Architecte devenu sculpteur, Victor Ochoa a commencé à créer des oeuvres monumentales dans les années 90. On en trouve en Espagne, au Mexique, au Venezuela et en Équateur. Elektra est son premier projet canadien.

Un projet élaboré par Michel Beaulac, directeur artistique de l'Opéra de Montréal, qui avait découvert, il y a cinq ans en Espagne, El Zulo, un immense bronze d'Ochoa créé pour rendre hommage aux victimes de l'attaque terroriste survenue à Madrid en 2004. Michel Beaulac a tout de suite voulu collaborer avec le sculpteur pour qu'il crée un Agamemnon monumental pour Elektra. La Presse a rencontré le directeur et le sculpteur.

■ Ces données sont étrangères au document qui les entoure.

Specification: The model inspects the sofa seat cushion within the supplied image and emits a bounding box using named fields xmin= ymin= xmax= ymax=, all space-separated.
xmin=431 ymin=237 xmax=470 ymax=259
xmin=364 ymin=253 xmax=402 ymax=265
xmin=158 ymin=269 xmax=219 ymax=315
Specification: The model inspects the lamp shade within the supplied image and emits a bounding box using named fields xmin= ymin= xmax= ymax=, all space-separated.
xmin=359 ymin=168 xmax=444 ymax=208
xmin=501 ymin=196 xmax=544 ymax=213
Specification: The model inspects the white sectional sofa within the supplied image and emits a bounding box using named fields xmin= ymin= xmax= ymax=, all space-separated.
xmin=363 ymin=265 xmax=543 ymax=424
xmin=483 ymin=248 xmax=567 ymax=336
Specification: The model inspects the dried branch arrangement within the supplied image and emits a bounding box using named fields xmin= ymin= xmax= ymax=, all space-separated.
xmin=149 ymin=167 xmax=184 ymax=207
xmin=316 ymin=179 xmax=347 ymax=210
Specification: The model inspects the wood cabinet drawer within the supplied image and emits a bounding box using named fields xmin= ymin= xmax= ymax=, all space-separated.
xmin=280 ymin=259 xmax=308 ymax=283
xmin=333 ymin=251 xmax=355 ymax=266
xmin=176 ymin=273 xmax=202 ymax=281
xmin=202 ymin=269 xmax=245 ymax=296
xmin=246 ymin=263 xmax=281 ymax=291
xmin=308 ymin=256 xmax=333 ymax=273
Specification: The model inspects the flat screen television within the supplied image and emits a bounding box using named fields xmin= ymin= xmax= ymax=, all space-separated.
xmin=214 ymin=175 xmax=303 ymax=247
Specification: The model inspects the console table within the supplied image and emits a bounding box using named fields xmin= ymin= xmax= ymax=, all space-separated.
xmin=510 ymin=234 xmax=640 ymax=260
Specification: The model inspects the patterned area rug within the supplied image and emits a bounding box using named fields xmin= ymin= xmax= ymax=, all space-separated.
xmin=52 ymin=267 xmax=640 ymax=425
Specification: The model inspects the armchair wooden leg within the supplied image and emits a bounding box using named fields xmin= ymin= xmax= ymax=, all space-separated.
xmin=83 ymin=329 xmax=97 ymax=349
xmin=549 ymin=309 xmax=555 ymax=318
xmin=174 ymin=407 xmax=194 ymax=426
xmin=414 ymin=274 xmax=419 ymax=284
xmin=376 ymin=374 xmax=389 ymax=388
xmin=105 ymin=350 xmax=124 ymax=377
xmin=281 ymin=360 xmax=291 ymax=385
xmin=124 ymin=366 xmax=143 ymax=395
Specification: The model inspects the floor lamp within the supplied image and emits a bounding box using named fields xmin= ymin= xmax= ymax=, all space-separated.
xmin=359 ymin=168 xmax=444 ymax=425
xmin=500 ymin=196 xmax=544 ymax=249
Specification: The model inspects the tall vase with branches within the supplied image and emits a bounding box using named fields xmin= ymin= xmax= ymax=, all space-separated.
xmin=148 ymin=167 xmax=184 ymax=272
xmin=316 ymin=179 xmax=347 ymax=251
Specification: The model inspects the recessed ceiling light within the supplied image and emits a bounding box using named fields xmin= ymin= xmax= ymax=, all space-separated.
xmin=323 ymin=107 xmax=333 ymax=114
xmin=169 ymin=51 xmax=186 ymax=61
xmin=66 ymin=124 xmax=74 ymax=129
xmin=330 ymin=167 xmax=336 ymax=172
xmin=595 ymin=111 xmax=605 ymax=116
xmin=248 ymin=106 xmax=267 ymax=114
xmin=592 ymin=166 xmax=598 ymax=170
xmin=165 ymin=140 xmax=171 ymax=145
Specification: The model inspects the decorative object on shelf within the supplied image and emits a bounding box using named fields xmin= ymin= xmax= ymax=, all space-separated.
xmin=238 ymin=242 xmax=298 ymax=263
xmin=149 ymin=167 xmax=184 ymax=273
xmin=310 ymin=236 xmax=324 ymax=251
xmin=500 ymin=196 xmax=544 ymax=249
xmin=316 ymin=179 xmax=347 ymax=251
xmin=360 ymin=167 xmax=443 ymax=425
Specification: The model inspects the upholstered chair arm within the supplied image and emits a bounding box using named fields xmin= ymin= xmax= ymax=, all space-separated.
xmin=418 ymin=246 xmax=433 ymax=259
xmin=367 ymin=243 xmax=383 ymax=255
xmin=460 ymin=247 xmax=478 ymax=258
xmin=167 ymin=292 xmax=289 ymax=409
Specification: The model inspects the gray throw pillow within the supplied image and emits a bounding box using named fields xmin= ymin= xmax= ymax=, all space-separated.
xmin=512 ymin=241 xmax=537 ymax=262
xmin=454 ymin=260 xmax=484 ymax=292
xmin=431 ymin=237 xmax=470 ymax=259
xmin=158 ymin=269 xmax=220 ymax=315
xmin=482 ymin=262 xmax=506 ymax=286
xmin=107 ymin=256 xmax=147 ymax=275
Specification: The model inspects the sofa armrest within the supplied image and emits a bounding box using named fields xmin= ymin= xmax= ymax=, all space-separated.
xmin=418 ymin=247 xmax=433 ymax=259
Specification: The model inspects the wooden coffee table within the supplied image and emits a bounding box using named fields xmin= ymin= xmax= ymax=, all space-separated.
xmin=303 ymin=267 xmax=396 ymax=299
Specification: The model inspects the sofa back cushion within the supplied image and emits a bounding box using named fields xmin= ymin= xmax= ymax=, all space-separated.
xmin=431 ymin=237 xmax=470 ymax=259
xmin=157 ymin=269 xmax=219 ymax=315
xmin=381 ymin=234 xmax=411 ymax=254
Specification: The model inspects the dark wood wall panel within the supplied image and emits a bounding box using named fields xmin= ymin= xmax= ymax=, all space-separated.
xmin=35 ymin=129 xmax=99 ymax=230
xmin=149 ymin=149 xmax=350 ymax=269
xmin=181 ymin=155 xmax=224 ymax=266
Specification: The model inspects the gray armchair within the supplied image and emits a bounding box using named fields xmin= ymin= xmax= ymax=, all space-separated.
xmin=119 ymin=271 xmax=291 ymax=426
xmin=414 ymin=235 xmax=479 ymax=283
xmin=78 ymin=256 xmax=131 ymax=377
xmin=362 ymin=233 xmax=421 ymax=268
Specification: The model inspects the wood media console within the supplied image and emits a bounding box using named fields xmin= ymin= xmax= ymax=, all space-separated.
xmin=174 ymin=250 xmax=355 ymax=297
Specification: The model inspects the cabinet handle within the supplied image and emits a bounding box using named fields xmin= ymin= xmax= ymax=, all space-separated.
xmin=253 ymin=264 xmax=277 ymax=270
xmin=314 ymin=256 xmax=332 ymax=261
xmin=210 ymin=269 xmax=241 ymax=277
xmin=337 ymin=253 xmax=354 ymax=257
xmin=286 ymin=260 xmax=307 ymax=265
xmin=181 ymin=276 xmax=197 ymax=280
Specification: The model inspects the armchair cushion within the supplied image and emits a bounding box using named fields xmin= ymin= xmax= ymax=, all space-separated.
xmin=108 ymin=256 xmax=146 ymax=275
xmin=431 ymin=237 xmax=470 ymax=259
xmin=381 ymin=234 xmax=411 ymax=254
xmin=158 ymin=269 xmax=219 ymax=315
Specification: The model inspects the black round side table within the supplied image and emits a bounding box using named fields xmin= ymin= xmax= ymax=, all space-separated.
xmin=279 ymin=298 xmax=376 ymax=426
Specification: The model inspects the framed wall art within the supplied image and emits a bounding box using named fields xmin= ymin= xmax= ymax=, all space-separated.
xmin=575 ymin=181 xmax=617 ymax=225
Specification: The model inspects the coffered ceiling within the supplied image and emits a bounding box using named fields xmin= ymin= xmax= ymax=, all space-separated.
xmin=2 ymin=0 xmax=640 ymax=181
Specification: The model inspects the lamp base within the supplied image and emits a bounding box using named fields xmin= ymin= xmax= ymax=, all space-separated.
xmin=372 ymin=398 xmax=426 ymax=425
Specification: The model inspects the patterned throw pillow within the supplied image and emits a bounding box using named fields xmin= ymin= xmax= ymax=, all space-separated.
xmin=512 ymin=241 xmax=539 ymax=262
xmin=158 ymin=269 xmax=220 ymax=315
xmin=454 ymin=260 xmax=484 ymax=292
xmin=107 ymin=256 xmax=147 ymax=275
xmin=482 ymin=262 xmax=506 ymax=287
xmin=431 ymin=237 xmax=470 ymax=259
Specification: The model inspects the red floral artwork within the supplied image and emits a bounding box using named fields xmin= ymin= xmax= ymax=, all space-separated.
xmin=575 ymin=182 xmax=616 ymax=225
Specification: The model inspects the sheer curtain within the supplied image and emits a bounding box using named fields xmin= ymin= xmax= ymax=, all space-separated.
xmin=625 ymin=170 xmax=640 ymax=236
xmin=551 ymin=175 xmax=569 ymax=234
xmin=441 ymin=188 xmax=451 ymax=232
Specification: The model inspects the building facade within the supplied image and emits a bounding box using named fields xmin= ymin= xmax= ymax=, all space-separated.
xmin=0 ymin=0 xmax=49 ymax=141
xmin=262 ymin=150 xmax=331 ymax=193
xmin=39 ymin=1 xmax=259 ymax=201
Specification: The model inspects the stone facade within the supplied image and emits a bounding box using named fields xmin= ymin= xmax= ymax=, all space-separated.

M. Beaulac, la découverte d'El Zulo, à Carthagène, a tout déclenché?

Michel Beaulac: Yannick Nézet-Séguin m'avait dit être intéressé à diriger Elektra. On avait trouvé les dates. Et puis, j'ai découvert l'univers monumental de Victor Ochoa lors d'un voyage en Espagne. Il correspond tellement aux sentiments qu'on retrouve dans Elektra, une oeuvre gigantesque, émouvante et à l'orchestration tellement vaste, que j'ai proposé à la direction de l'Opéra de Montréal de faire appel à lui pour la scénographie.

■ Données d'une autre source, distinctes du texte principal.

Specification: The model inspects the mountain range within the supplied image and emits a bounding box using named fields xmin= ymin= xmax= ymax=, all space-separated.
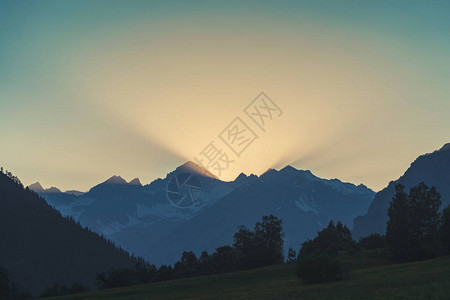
xmin=32 ymin=162 xmax=375 ymax=266
xmin=6 ymin=142 xmax=450 ymax=295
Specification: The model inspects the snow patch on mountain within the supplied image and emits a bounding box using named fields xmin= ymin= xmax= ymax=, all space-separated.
xmin=295 ymin=195 xmax=318 ymax=214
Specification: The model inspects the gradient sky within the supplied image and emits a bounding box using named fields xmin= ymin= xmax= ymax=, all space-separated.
xmin=1 ymin=0 xmax=449 ymax=192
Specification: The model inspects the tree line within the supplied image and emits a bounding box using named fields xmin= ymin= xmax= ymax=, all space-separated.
xmin=96 ymin=215 xmax=284 ymax=288
xmin=295 ymin=182 xmax=450 ymax=283
xmin=0 ymin=167 xmax=22 ymax=186
xmin=386 ymin=182 xmax=450 ymax=261
xmin=96 ymin=181 xmax=450 ymax=288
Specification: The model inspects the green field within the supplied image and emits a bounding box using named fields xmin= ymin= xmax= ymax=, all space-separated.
xmin=48 ymin=253 xmax=450 ymax=300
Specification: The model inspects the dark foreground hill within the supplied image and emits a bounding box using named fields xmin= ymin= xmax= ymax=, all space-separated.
xmin=0 ymin=172 xmax=137 ymax=295
xmin=46 ymin=252 xmax=450 ymax=300
xmin=353 ymin=143 xmax=450 ymax=238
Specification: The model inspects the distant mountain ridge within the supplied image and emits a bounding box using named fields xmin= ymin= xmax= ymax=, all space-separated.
xmin=147 ymin=164 xmax=374 ymax=265
xmin=353 ymin=143 xmax=450 ymax=238
xmin=35 ymin=162 xmax=375 ymax=266
xmin=129 ymin=178 xmax=142 ymax=186
xmin=29 ymin=181 xmax=84 ymax=196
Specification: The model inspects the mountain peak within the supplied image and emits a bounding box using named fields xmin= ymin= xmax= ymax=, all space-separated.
xmin=128 ymin=178 xmax=142 ymax=186
xmin=104 ymin=175 xmax=127 ymax=185
xmin=29 ymin=182 xmax=44 ymax=193
xmin=45 ymin=187 xmax=62 ymax=194
xmin=280 ymin=165 xmax=297 ymax=173
xmin=235 ymin=172 xmax=248 ymax=180
xmin=233 ymin=172 xmax=250 ymax=183
xmin=28 ymin=182 xmax=62 ymax=194
xmin=175 ymin=161 xmax=218 ymax=179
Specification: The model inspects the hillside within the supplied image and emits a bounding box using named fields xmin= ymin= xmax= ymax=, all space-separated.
xmin=0 ymin=172 xmax=138 ymax=295
xmin=48 ymin=253 xmax=450 ymax=299
xmin=353 ymin=143 xmax=450 ymax=238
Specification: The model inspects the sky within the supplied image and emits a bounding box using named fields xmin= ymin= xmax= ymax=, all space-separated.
xmin=1 ymin=0 xmax=449 ymax=192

M. Ochoa, il s'agit de votre première collaboration avec une compagnie d'opéra?

Victor Ochoa: Oui. Quand Michel m'a parlé d'une collaboration avec l'Opéra de Montréal, je lui ai dit que j'étais peut-être un grand sculpteur, mais que mes oeuvres étaient faites pour durer et que je n'avais jamais fait de scénographie. Mais Michel m'a dit: «Ne t'inquiète pas ! Fais ce que tu sais faire. Ta sculpture, nous la convertirons en une scénographie, comme une genèse de la création d'Elektra

Où avez-vous créé la sculpture?

Victor Ochoa: En Espagne.

Comment s'est déroulée la création?

Victor Ochoa: Au début, j'ai fait des esquisses pendant deux ans pour étudier la position d'Agamemnon. Puis, il y a eu un travail artisanal pour créer la sculpture, mais on n'aurait pas pu la transporter de l'Espagne à Montréal. On a donc fait un prototype (en résine et en marbre) qu'on montre dans la salle d'exposition de l'Espace Georges-Émile-Lapalme de la Place des Arts. L'oeuvre adaptée à l'opéra a, elle, été créée par numérisation et impression en 3D. Elle est faite d'une sorte de plastique très léger, ce qui permet de la monter et de la démonter. Cela a pris dix imprimantes 3D pendant six mois pour fabriquer chaque morceau.

Quelle est sa taille?

Victor Ochoa: Elle fait 7,5 m, mais si Agamemnon se mettait debout, elle ferait 20 m!

Michel Beaulac: Cela a représenté un travail aussi élaboré que celui d'Eiffel et Bartholdi pour la statue de la Liberté: il y a une structure en aluminium à l'intérieur, très complexe, sur laquelle on a fixé comme une peau en matière plastique.

M. Ochoa, vous avez représenté Agamemnon accroupi, le genou à terre avec ses bras entourant son corps pour se protéger. Il est humain. Fort et fragile en même temps...

Victor Ochoa: Oui, même s'il est difficile de savoir comment était Agamemnon. D'habitude, l'opéra choisit d'actualiser une histoire ancienne. Moi, j'ai fait le contraire. En Agamemnon, je ne vois pas l'homme classique, mais l'homme à ses origines. Quand il est incapable de lutter contre la trahison et l'ambition.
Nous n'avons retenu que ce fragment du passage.